Other teams go ultra stylized. Halstead’s players at the Hillsboro Invitational Thursday all wore black shoes, black track style pants, white golf shirts, a black and gray colored sweatshirt, and bare heads. The orange-clad members of Baker’s team were more flamboyant, with members wearing diagonally striped light gray jackets.
Hillsboro falls in between the two spectrums. The uniform is customizable: senior Devin Dick wore track pants over shorts because of the cold Thursday and sophomore Evan Ollenburger wore shorts.
However, each Hillsboro player kept their shirt tucked in and wore golf shoes.
“I like to believe that mental aspect will help them,” O’Hare said.
Subscribing to the “look good, play good” theory is Ollenburger. He had the most defined style of any Hillsboro player, rocking calf-high socks splotched with white and white shorts.

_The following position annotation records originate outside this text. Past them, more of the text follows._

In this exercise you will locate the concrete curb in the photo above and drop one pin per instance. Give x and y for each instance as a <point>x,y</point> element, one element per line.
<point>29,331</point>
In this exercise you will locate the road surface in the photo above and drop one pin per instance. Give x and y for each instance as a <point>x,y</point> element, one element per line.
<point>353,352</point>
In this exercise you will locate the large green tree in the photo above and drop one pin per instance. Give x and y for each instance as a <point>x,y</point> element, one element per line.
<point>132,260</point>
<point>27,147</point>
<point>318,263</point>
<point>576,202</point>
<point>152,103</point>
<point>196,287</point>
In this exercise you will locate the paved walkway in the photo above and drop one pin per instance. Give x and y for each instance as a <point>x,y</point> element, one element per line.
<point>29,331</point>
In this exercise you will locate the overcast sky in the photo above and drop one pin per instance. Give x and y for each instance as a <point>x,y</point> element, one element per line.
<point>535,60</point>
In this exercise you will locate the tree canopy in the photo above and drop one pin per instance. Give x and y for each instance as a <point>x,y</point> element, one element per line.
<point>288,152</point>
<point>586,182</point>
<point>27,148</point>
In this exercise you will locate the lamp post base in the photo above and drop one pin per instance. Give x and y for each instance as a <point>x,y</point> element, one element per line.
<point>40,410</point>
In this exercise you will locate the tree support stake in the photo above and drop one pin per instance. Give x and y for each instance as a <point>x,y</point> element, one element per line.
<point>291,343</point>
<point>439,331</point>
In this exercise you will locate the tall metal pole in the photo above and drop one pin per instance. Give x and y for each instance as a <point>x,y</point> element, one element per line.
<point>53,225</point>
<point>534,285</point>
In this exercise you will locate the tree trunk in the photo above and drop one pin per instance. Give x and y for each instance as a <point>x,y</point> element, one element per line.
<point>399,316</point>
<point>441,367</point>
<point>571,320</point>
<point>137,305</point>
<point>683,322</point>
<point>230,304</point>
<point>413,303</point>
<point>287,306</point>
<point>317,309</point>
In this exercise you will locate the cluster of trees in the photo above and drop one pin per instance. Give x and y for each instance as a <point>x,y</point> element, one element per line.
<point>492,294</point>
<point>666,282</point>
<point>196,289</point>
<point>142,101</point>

He has also made the most improvement to his game from last season to this season. April 3 at Herington Ollenburger shot a team best 89, more than 20 points better than his previous low mark. O’Hare expects that type of progress to continue.
Ollenburger has started to learn how to get out of trouble. On hole five at Hillsboro, Ollenburger launched his tee shot behind a small batch of trees to the left of the par 5 fairway, deep into the rough. Using a wood, he could only manage a few yards on his second shot.
“Don’t be a hero,” O’Hare said of Ollenburger’s shot selection. “Don’t try to make up trouble with one shot.”
He rebounded well, blasting his third shot, with the same club, deep down the course about 20 yards from the hole. His next shot, with a high-numbered iron sailed over a batch of pine trees, landing down the hill from the sloped green.
O’Hare said the team has practiced more on the putting green and driving range than on the course. The work paid off on Ollenburger’s next shot. He chipped the ball within a foot of the hole giving himself an easy putt.
“You’ve got to be able to get the ball close to the hole,” O’Hare said.
Ollenburger turned a possible disaster hole into a respectable bogey. O’Hare emphasized that his team is learning, Ollenburger especially, and that these type of holes may become more common.
Ollenburger ended the tournament Thursday with a score of 93.